Retail sales of its Jaguar sedans and Land Rover SUVs rose 8% to 149,288 vehicles in the three months through December from a year before, helped by a 38% rise in sales in China.

While Jaguar retail sales rose about 90% to 45,364 vehicles, Land Rover sales fell 9% to 103,924 vehicles.

Jaguar Land Rover’s net profit declined to 167 million pounds ($208 million) from 440 million a year ago, on revenue up 13.1% to 6.5 billion.

Tata Motors’ domestic business reported a net loss of 10.46 billion rupees as it revamped its passenger vehicles business to boost sales and gain market share.

 New brand

Earlier in February, Tata Motors unveiled a new brand called TAMO, aimed at testing new technologies and enabling the company to become more responsive to changing market trends.

“What is it that we need to be a high performance organization - being lean, it’s about being agile and it’s about having clearly addressed and delegated accountability,” Guenter Butschek, CEO of Tata Motors, told a news conference on Tuesday.

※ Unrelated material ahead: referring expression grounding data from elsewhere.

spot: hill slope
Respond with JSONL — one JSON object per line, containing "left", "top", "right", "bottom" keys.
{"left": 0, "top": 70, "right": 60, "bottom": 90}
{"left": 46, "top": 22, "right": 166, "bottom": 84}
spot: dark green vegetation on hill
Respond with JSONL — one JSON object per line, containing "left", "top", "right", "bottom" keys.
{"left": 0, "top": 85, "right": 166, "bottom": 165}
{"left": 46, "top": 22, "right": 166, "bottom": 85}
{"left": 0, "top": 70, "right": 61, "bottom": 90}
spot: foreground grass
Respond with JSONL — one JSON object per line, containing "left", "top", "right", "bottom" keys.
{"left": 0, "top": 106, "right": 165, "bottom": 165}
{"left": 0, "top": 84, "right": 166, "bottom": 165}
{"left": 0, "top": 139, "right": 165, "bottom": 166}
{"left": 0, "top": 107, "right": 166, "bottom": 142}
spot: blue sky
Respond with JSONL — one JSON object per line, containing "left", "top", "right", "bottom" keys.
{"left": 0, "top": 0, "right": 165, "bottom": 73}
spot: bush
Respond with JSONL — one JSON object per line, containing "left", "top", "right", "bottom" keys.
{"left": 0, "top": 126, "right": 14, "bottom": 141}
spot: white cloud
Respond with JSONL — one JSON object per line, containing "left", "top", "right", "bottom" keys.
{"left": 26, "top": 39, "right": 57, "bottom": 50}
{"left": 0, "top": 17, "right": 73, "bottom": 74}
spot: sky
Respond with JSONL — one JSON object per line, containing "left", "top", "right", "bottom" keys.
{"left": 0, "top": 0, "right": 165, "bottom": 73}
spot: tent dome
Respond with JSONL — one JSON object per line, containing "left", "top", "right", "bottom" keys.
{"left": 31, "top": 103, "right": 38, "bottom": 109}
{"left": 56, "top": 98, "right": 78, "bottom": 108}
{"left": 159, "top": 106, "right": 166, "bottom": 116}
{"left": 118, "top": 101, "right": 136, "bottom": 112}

The company is also implementing a management transformation from the beginning of April aimed at bringing in speed, simplicity and agility to deal with market volatility, he said.

Carmakers in India were also hit in the third quarter by Prime Minister Narendra Modi’s “demonetization” move in November, when he declared notes of 500 rupees and 1,000 rupees illegal tender, taking about 86% of total currency out of circulation.